Calypso came into existence in 2002 after the merger with a now defunct but publicly listed Delaware corporation. Since the merger, Calypso never held an annual meeting of shareholders and had not filed a 10K or a 10Q in nearly four years. Although Calypso maintains a website that describes the company in favorable terms, the website contains no information about the company’s finances or governance. However, as of January 31, 2012, Calypso had a market capitalization of approximately $4 million. Most of the publicly available information about Calypso appears on an online stock message board commonly referred to as iHub. Calypso’s directors, including Williams, frequently placed anonymous posts on iHub spreading false information about themselves and the company.
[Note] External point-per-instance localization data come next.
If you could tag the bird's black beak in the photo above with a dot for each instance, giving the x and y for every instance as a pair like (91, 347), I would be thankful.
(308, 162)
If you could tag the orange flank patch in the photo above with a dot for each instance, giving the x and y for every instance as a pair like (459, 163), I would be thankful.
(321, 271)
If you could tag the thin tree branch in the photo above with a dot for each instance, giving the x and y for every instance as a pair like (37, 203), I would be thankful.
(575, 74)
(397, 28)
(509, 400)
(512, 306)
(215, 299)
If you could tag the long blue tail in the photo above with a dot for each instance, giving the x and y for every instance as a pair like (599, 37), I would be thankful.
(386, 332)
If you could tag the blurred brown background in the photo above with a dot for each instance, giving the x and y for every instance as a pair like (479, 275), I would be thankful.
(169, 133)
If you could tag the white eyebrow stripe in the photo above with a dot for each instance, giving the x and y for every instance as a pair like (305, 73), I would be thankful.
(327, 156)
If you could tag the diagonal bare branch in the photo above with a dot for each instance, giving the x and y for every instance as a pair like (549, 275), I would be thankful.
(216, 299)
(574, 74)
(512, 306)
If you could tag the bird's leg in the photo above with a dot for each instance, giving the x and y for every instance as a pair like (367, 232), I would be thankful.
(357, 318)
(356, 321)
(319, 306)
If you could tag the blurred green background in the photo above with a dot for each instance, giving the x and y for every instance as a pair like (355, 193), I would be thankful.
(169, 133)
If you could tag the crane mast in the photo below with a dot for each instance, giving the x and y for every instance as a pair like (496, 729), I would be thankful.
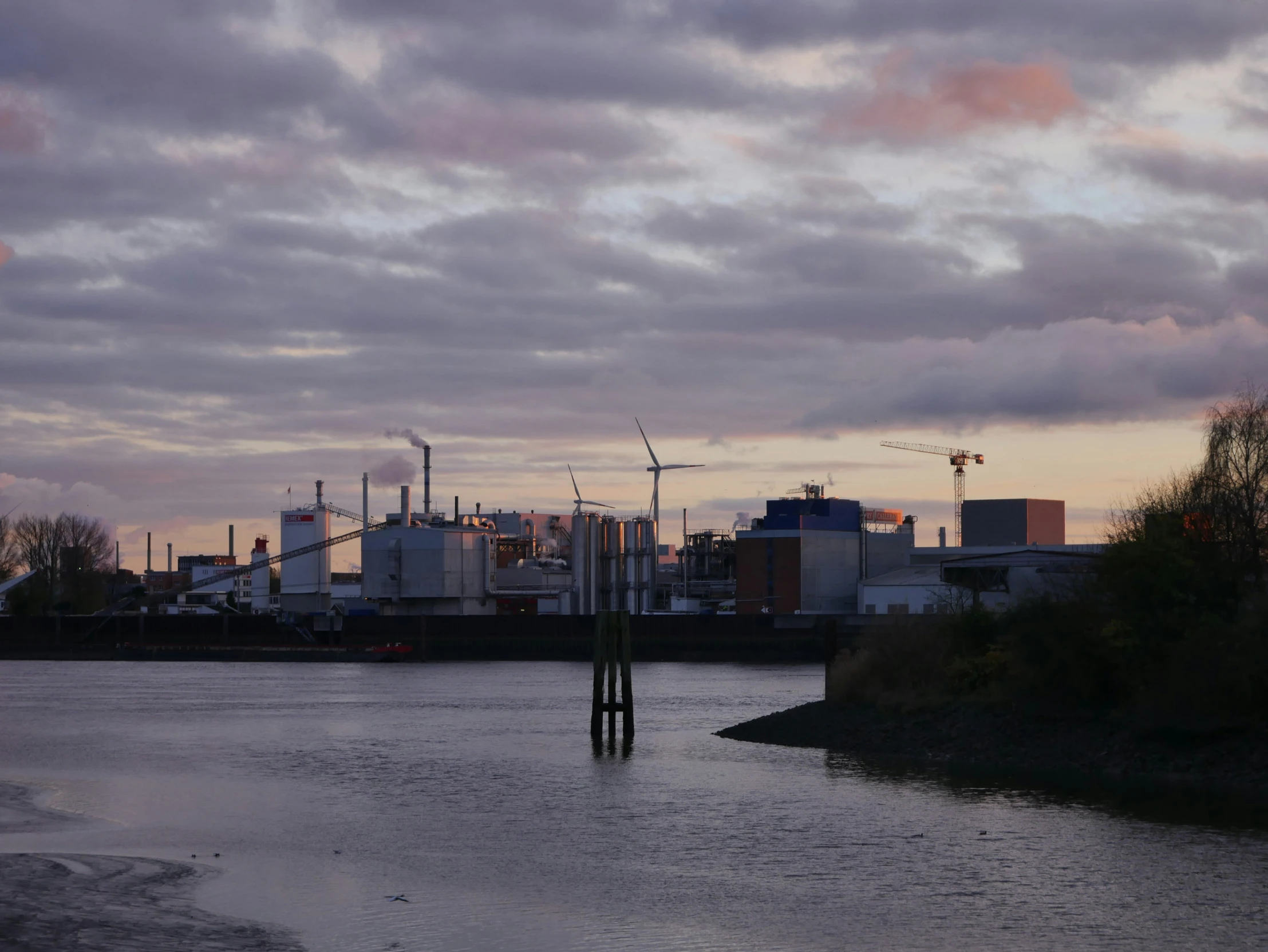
(958, 458)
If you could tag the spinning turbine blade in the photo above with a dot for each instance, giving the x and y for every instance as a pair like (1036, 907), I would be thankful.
(647, 444)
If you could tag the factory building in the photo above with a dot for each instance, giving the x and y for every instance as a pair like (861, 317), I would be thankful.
(306, 578)
(803, 557)
(254, 586)
(420, 564)
(1013, 549)
(1013, 523)
(613, 564)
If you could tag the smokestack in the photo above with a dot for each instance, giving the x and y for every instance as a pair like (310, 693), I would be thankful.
(426, 480)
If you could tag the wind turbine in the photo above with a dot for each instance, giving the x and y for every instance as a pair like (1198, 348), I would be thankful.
(656, 491)
(579, 500)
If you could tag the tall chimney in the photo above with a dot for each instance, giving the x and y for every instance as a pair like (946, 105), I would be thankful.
(426, 480)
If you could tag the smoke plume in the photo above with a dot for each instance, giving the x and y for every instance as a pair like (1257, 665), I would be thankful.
(396, 471)
(415, 440)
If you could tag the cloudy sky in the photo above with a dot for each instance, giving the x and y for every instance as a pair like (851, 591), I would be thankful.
(244, 239)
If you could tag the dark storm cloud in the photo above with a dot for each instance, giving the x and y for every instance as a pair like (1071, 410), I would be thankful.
(225, 235)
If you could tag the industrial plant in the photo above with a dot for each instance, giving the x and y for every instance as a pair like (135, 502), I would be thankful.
(809, 554)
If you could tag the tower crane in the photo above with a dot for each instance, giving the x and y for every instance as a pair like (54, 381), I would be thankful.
(959, 459)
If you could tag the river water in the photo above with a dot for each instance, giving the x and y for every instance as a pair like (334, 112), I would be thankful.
(473, 790)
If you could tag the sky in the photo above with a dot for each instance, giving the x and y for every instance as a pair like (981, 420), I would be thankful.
(244, 240)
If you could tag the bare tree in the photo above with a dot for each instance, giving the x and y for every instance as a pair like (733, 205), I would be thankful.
(39, 547)
(88, 542)
(1234, 477)
(52, 547)
(1168, 499)
(10, 560)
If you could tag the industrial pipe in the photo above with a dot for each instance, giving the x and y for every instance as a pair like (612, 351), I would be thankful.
(491, 575)
(426, 481)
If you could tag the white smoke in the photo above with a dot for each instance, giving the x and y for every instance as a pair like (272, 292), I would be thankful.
(415, 440)
(396, 471)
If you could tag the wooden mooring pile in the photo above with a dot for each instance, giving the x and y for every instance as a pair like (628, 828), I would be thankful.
(611, 654)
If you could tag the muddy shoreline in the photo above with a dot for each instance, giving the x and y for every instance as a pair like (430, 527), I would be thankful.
(1210, 775)
(85, 903)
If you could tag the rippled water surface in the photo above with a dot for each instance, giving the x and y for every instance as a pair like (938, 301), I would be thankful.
(473, 790)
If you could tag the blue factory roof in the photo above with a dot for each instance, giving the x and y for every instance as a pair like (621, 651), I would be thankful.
(836, 515)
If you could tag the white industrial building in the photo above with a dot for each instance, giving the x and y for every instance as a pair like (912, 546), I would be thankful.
(942, 578)
(306, 578)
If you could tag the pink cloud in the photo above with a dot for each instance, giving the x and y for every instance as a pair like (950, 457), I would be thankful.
(962, 101)
(23, 122)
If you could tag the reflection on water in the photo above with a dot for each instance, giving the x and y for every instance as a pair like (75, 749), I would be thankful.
(475, 790)
(1158, 800)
Although ascertaining Calypso’s current financial position was difficult, it was clear that it had no income and never generated any revenues. The only significant asset held by Calypso was a U.S. patent which related to the ability of a mobile device to switch between cell towers and Wi-Fi networks. The value of the patent was uncertain however, because although Calypso sued T-Mobile for patent infringement, Calypso assigned away its right to receive 28% of the gross recovery as part of a settlement of matter.
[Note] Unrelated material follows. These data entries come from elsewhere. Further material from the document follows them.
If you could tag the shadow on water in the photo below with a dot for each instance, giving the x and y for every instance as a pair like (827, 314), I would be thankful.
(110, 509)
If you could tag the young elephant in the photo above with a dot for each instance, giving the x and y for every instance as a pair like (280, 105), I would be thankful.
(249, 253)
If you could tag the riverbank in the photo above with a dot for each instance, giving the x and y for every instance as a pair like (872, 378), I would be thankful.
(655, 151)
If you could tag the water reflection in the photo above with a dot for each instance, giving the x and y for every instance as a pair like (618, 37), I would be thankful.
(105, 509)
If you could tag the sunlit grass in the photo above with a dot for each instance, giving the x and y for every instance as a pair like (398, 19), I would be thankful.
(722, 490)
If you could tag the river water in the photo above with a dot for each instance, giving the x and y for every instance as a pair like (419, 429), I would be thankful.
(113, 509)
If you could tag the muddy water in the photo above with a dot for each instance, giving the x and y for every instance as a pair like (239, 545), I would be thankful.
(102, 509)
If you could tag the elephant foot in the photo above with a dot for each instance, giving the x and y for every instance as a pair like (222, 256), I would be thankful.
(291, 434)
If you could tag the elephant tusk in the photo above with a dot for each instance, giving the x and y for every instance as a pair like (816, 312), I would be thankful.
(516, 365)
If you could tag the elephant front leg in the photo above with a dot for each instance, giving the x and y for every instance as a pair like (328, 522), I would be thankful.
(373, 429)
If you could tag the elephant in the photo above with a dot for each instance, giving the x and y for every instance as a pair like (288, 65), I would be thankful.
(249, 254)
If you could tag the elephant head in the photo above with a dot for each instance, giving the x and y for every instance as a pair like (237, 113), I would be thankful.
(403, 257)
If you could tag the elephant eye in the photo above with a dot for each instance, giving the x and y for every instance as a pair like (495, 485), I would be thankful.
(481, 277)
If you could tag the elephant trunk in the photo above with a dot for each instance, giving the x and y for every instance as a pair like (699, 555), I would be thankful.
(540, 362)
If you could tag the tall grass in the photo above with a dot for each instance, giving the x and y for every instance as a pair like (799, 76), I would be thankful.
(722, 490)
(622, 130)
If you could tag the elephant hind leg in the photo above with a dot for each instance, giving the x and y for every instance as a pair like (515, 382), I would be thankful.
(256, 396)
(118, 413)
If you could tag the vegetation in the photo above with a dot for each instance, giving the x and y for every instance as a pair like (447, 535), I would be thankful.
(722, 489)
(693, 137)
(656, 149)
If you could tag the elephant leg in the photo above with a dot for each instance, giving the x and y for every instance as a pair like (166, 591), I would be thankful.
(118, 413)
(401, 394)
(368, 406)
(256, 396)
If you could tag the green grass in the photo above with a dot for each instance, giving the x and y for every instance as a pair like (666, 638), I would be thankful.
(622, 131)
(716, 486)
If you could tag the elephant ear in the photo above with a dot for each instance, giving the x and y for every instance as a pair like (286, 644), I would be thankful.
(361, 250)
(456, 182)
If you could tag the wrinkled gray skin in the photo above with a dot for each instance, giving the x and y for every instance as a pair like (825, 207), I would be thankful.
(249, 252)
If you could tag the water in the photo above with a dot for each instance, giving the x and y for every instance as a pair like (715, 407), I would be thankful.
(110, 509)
In March 2008, Williams petitioned the Court for an order compelling Calypso to hold an annual meeting. An order was entered on November 5, 2008, requiring Calypso to hold an annual meeting within 45 days of the entry of the order.
Williams attempted to compel Calypso to hold an annual meeting, but was unsuccessful. The company first responded by stating that it could not hold an annual meeting unless it provided stockholders with audited financial statements. Although, at the time, the SEC had adopted a mechanism for a corporation to hold an annual meeting without audited financial statements, the company made no effort to pursue an exception. Williams then attempted to collect the company’s books and records so that the financial statements could be prepared. In the meantime, Williams’ relationship with two other directors, Cristian Turrini and Kyle Pierce, began to deteriorate when he identified unexplained wire transfer and withdrawals and discovered that Pierce’s spouse was disclosing confidential information on iHub and not maintaining his anonymity. Williams had no problem with the posts, just that they weren’t anonymous. Turrini and Pierce demanded the return of the corporate records, but Williams refused. They then sought to remove Williams from the board and called a special meeting on December 15, 2011. Despite misleading statements in the proxy card, the affirmative vote fell short of the majority of the shares entitled to vote on the issue. However, Turrini and Pierce claimed that Williams had been validly removed and appointed someone else to take his position on the board. When Williams challenged his removal, Pierce informed Williams that they had been advised by Delaware counsel that Williams’ removal was valid. Nobody was ever able to identify this Delaware lawyer.
Summary of Court’s Reasoning
The Court of Chancery began by pointing out that Calypso was required to hold an annual shareholders’ meeting on or before December 22, 2008, over three years ago. Calypso never asked the Court to modify its order or took any steps to receive the discretionary exception offered by the SEC to hold a meeting without audited financial statements. Section 322 of the Delaware General Corporation Law (“DGCL”) provides that if a corporation fails to obey an order of the Court there is sufficient grounds for appointment of a receiver.
After recognizing the scope of a receiver’s powers under DGCL Sections 323 and 291, the Court stated that the case called for a receiver with a broad charge. The Court recognized that Calypso lacked the resources to hold an annual meeting and had no realistic ability to become compliant with federal securities laws, but what the Court found most troubling was Calypso’s website and its glowing treatment of the company as well as the false statements on iHub. The Court stated that the online information presented a significant risk of harm to innocent investors.
Recognizing that Delaware has a powerful interest in preventing its corporations from being used as vehicles for fraud, the Court found it appropriate to appoint a receiver to dissolve Calypso and wind up it affairs. The responsibilities of the receiver included marshalling the company’s assets, including the patent, and through an appropriate sale process, delivering the value of the patent to Calypso for the benefit of its creditors.